Amanda franziu as sobrancelhas em questionamento.

— O que diz? — Tinha as duas mãos na cintura e demonstrava certa impaciência.

Suzane a olhou de cima a baixo. Ela era um tanto mais alta do que si mesma e já percebera que ela ficava muito bem naqueles terninhos pretos com blusa social branca. Os cabelos loiro-mel caíam virtuosamente na altura dos ombros, em leves ondas.

Por um momento seus olhos encontram aquelas intensas íris verde-turquesa, mas logo se retraiu, meio desconsertada.

— Oséias 9:1: "Não se regozije, ó Israel; não se alegre como as outras nações. Pois você se prostituiu, abandonando o seu Deus; você ama o salário da prostituição em cada eira de trigo".

Amanda sacudiu a cabeça demonstrando sua impaciência, porque nos pensamentos dela aquele assassino ainda lhe daria muita dor de cabeça. Amanda era uma mulher objetiva, impulsiva, imediatista, gostava de resolver as coisas sem demasias.

— Ou o assassino é muito religioso ou as vítimas o são. — Supôs, imprecisa. — Preciso que procure saber mais sobre o passado da vítima, Suzane.

Amanda começou a sair da sala e a investigadora a seguiu.

— Não podemos esquecer que ele tem fetiche por pés. — Suzane lembrou e deu um sorriso de um jeito meigo e muito recatado.

Amanda balançou cabeça negativamente. Por que será que achava o jeito meigo daquela mulher tão detestável? Ainda tinha dúvidas a respeito da competência dela em seu departamento.

— Precisamos achar esse desgraçado. — Falou, muito séria e sem olhar para Suzane.

As duas andavam lado a lado. Sem dizer uma palavra. Suzane de vez em quando dava uma olhada de soslaio para sua chefe imediata.

— Acharemos. — Suzane disse olhando dentro de olhos de Amanda. — Tu não queres tomar um café com leite?

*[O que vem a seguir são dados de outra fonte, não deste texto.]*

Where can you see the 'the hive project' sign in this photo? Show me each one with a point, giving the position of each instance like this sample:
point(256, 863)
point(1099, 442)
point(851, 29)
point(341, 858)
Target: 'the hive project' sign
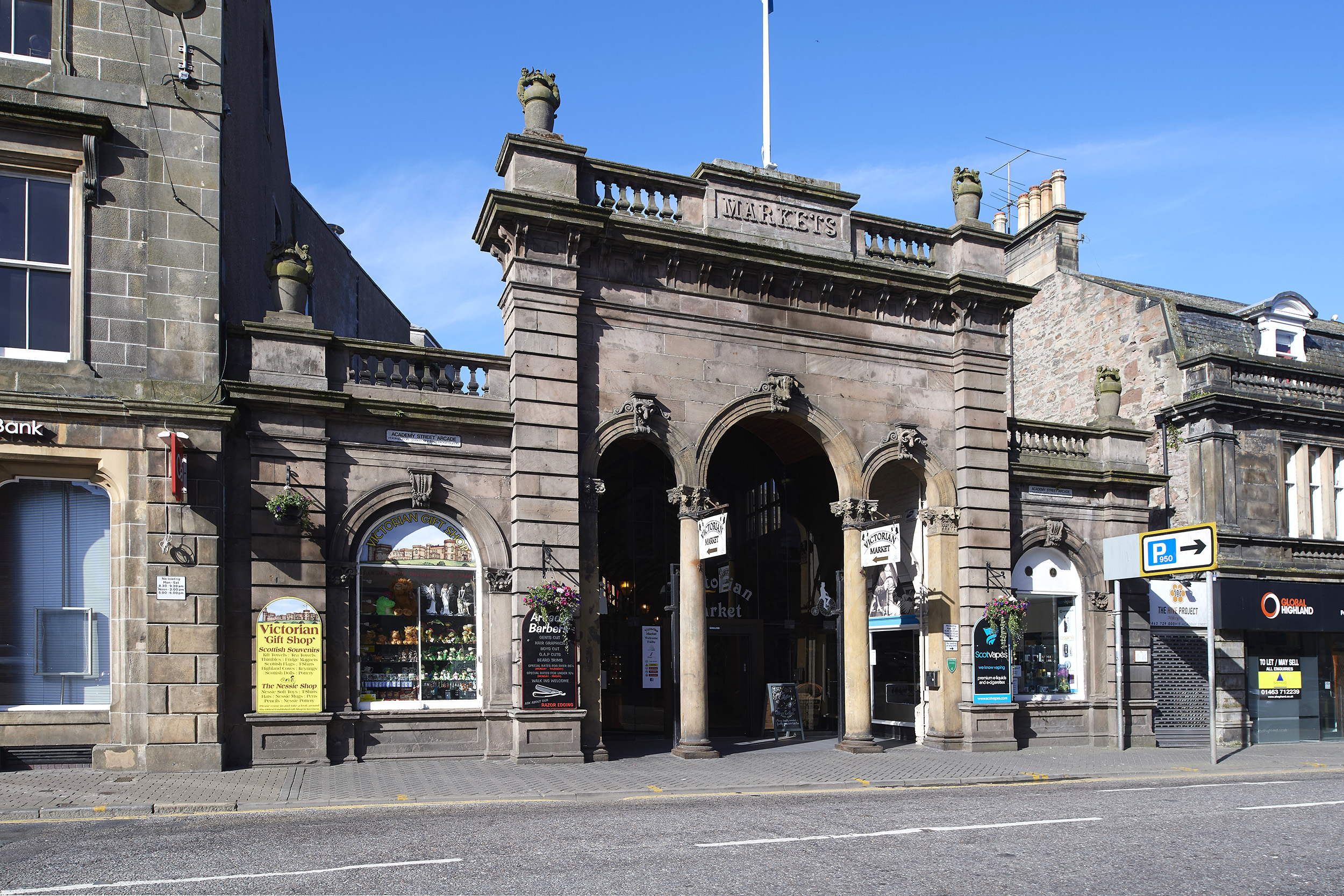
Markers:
point(289, 657)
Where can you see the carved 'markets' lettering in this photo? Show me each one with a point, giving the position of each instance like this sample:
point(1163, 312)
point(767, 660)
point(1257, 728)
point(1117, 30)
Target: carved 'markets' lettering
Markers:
point(773, 214)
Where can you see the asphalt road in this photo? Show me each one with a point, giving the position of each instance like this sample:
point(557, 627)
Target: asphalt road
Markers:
point(1202, 835)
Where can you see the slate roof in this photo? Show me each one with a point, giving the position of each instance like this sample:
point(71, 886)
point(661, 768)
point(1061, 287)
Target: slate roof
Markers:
point(1217, 324)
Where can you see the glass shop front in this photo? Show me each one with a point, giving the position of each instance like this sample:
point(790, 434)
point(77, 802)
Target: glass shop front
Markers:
point(418, 614)
point(1295, 656)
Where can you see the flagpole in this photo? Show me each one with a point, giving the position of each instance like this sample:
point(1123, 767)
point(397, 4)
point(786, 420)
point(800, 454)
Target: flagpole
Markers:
point(765, 84)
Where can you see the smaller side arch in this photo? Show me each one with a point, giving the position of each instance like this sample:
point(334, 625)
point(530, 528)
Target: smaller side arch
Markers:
point(668, 437)
point(1074, 547)
point(940, 484)
point(388, 497)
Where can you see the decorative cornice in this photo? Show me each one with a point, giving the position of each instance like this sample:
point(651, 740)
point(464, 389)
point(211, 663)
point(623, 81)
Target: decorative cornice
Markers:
point(780, 388)
point(691, 501)
point(855, 513)
point(644, 406)
point(590, 492)
point(906, 439)
point(940, 520)
point(423, 485)
point(499, 579)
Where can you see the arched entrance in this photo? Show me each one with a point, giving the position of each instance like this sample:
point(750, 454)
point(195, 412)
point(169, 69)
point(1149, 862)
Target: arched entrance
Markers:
point(770, 604)
point(638, 551)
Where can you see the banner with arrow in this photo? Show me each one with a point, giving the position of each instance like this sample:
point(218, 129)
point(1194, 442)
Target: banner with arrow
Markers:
point(1190, 548)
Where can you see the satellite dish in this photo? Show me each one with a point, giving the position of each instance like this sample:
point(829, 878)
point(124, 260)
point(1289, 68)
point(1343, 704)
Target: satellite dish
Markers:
point(184, 9)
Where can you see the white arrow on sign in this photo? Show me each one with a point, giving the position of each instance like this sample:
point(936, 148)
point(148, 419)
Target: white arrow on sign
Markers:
point(1190, 548)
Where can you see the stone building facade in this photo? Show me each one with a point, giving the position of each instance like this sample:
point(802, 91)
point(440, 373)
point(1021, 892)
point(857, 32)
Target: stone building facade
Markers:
point(1241, 404)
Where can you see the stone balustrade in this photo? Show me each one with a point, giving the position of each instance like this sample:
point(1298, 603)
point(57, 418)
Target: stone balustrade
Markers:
point(643, 194)
point(409, 369)
point(897, 241)
point(1049, 440)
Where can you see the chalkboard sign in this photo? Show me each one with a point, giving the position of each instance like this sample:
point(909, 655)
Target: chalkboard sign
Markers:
point(550, 675)
point(991, 665)
point(784, 708)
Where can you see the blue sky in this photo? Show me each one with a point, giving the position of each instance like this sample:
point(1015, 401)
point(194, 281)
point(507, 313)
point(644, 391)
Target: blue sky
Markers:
point(1202, 139)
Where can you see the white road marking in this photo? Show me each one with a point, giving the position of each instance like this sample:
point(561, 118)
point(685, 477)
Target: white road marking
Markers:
point(890, 833)
point(197, 880)
point(1232, 784)
point(1332, 802)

Estás muito tensa, delegada, quem sabe assim consegues relaxar. — Sugeriu, muito sem jeito.

— Meu café é amargo, investigadora. — Respondeu, carrancuda.

— Temos algo em comum. O meu também é amargo. — Sorriu outra vez.

Amanda a encarou por um tempo. Fitava os olhos incrivelmente azuis e percebeu muita tristeza nas profundezas misteriosas deles.

— Eu não gosto de mulheres. — Amanda disse, de repente e surpreendeu Suzane.

A investigadora não entendia por que a grande maioria das mulheres heterossexuais achavam que toda lésbica era a fim delas. Muitas delas eram tão desinteressantes, vazias, fúteis, vulgares e sem conteúdo. Então, por que uma mulher lésbica se interessaria por uma mulher assim? Era difícil ser mulher gostando de mulher em um mundo exacerbado de preconceito, pensou.

— Certo. Vou tomar o meu café, doutora.

Suzane baixou a cabeça e deixou Amanda sozinha, plantada ali e refletindo sobre a idiotice que acabara de lhe dizer.


♤◇♤

POV (Serial Killer)

O sol está quase se pondo. Eu não sei se o destino sorriu para mim ou foi algum anjo maldito, penso, enquanto um sorriso diabólico se forma em meus lábios. Com aparência de uma boa pessoa, sei que minhas vítimas jamais suspeitarão o que planejo para cada uma delas.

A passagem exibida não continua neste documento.